Thankfully, Keel's agony was brief. Within two weeks of returning to the U.S., she had hip replacement surgery, spending just one night in the hospital. She was able to return to work using a cane in about three weeks.
Keel's experience is getting more common. Every year upward of 400,000 people in the U.S. have total or partial hip joint replacement, and another 600,000-plus get new knees, according to the American Academy of Orthopaedic Surgeons. These operations give them blessed relief from pain and, sometimes, a new lease on life.
"People are healthier later in life,” says Neil Cobelli, M.D., chair of orthopedic surgery at the Montefiore Health System in New York City. “They're living more active lifestyles for longer, so they don't want to be held back.” Cobelli predicts that 3 million joint replacement surgeries will be performed annually by the year 2030.

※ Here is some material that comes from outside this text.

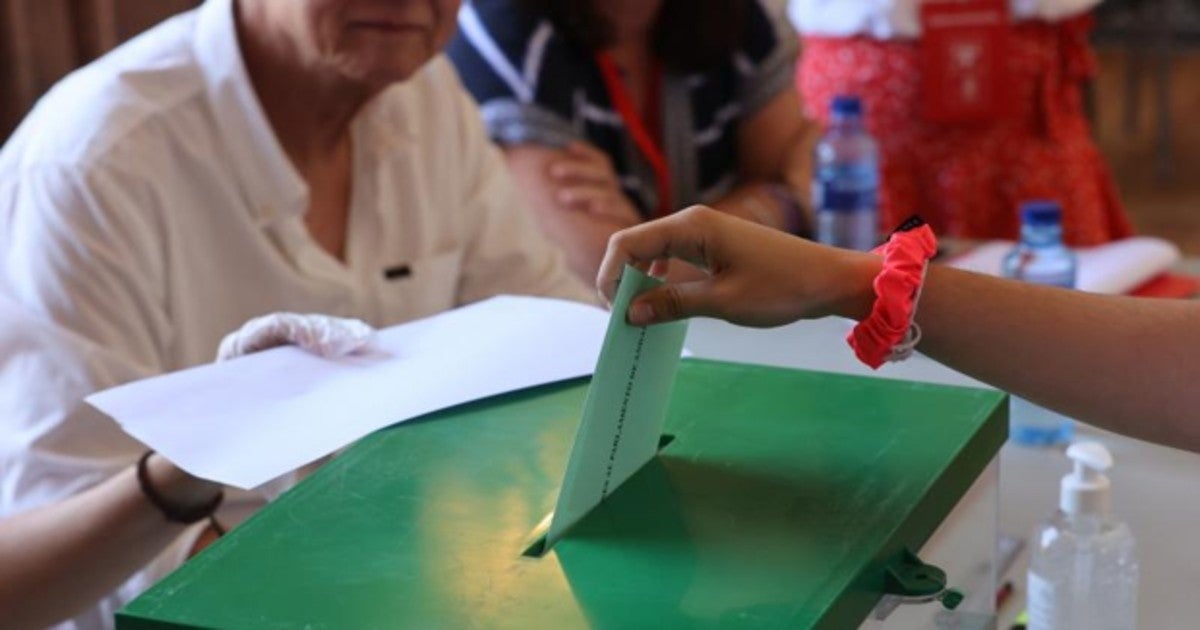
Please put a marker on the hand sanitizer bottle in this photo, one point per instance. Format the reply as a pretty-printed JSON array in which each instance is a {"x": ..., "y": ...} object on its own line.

Outcomes for joint replacement are better than ever, thanks to more durable prostheses — the metal, ceramic and plastic components that replace the damaged parts of a joint. Most patients today can expect their implants to last 20 years or more.
But the real breakthroughs are taking place outside the OR. “What's changed more than anything is how we manage everything around the surgery — the anesthesia, postoperative pain and blood loss — rather than the actual procedure itself,” says Claudette M. Lajam, M.D., associate professor of orthopedics at NYU Langone Health and spokesperson for the American Academy of Orthopaedic Surgeons. “That's what allows us to get our patients out of the hospital quickly.”
Patients now receive drugs that keep blood loss to a minimum, reducing the need for a transfusion. Nerve blocks and spinal anesthetic numb patients’ limbs and avoid the risks and complications that can happen with general anesthesia. Physicians are also relying less on opioids, which can slow recovery, instead using nonnarcotic painkillers, nerve agents and muscle relaxants to knock back patients’ pain.
"This helps patients wake up a lot quicker,” explains P. Maxwell Courtney, an orthopedic surgeon at Thomas Jefferson University Hospital and Rothman Orthopaedic Institute in Philadelphia. “It helps them get up and participate in physical therapy the same day that they have surgery, and the data shows that it's a lot safer in terms of medical complications.”